Second, when plaintiff approached DiBenedetto about an available promotion director position, he was told by DiBene-detto that “they had already hired a girl.” (Compl. ¶ 42; Green Dep. at 223).
Third, plaintiff points to several purportedly discriminatory comments. On at least two occasions plaintiff overheard Page use the word “nigger”: once while Page was on the telephone in his office, and once while Page was in the mailroom *189and referred to a mailroom employee of Hispanic origin as “my nigger.” (Green Dep. at 81, 84, 86). Plaintiff was told by co-workers that Page made the following two discriminatory remarks: (1) the women who worked for Honey magazine were “uncontrollable blacks” and (2) a “Blackberry pager should be called a ‘Whiteberry’ pager because it uses proper English.” (Id. at 81-82, 87-88, 248). After being denied the assistant position, plaintiff found on his desk a picture of Rodman that had been altered to display exaggerated facial features. (Id. at 83, 89).
Fourth, the EEOC determined that (1) defendants failed to promote plaintiff based upon his race and sex, (2) defendants created a hostile work environment, and (3) plaintiff was constructively discharged from Harris Publications. (EEOC determination letter at 3).
ii. Defendant’s Evidence
Defendants offer, inter alia, the following evidence in support of their motion for summary judgment:
First, Rheingold denied the request to transfer plaintiff to XXL because he had been grooming plaintiff for a position in advertising sales, and neither plaintiff nor Morris consulted him about plaintiffs transfer. (Rheingold Aff. ¶¶ 5, 6; Page Dep. at 130).
Second, Morris did not have the unilateral authority to transfer employees between magazines without approval. (Morris Dep. at 66, 85-86; Page Dep. at 42, 150).
Third, none of the discriminatory comments, if made, were directed at plaintiff.
Fourth, plaintiff has no idea when, if ever, the remarks regarding the Honey magazine women and the Blackberry pagers were made. (Green Dep. at 82, 87-88, 248).

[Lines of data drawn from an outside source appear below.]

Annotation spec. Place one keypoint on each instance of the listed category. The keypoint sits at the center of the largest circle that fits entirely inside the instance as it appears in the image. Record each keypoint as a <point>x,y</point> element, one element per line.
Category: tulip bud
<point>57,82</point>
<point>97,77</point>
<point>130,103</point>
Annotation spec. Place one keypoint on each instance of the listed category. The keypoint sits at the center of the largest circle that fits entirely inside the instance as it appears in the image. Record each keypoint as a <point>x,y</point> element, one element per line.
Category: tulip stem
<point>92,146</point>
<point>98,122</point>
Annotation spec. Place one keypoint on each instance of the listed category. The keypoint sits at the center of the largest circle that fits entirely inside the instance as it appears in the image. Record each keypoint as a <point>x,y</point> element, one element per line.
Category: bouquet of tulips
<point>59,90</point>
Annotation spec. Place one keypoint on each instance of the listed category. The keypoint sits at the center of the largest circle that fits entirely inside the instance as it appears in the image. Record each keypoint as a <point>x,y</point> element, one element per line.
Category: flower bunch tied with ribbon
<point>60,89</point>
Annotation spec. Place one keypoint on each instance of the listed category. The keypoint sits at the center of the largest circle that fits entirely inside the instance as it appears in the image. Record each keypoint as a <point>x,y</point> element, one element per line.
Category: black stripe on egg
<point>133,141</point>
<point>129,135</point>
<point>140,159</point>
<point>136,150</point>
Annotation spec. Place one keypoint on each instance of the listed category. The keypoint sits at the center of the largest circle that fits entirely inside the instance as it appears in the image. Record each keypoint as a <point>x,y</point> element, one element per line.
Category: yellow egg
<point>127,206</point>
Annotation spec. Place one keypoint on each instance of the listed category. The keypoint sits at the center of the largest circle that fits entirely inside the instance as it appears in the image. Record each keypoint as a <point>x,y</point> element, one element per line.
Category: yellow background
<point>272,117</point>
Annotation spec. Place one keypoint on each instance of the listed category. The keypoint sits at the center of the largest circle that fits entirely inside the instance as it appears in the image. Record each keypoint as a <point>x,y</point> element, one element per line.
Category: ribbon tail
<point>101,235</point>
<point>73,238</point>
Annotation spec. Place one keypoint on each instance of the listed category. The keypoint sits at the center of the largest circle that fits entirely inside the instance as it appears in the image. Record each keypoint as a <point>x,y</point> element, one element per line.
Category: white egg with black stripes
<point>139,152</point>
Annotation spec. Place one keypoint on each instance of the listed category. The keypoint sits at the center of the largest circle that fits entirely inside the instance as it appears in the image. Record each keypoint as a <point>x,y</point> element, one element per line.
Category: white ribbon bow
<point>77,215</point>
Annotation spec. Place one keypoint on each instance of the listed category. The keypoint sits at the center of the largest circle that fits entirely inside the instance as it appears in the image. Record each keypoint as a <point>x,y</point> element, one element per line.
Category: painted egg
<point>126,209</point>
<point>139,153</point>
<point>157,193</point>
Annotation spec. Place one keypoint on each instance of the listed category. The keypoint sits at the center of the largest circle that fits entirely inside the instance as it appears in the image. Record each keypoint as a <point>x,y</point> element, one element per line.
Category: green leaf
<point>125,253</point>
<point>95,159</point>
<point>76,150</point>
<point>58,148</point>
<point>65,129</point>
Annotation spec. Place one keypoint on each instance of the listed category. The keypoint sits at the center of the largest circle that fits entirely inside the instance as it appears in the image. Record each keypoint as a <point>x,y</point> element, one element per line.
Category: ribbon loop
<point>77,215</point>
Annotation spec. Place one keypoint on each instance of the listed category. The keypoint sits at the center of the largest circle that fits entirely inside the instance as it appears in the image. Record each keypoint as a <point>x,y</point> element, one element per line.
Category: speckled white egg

Fifth, with respect to the altered Rod-man picture, defendants’ point to Morris’s testimony that (1) the picture was created sometime in 1997 — over three years prior to plaintiffs employment by Harris Publications — by an individual who was not employed by the defendant, and (2) Morris retained a copy of the picture to show to various employees of Harris Publications. (Morris Dep. at 239-42; Morris Dep. at 13, 141-43, 153-54, 219-20).
iii. The Record As a Whole
Considering the evidence as a whole, and resolving all conflicts in the evidence and drawing all reasonable inferences in plaintiffs’ favor, I conclude that a reasonable jury could find that plaintiffs race and sex were factors in his failure to obtain the assistant position. Plaintiff interviewed for and was subsequently offered the position by Morris, who then withdrew the offer, telling plaintiff that Page told him “no, just hire a white girl.” (Green Dep. at 26). Morris then hired a Caucasian female to fill the position. (Morris Dep. at 155-56). On these facts alone a reasonable jury could find that plaintiff was discriminated against on the basis of his sex and race by defendants’ alleged preference for “a white girl” for the assistant position. Hence, even assuming that some or all of the alleged discriminatory comments and the EEOC determination are inadmissible, as defendants contend, their motion for summary judgment is denied with respect to this claim.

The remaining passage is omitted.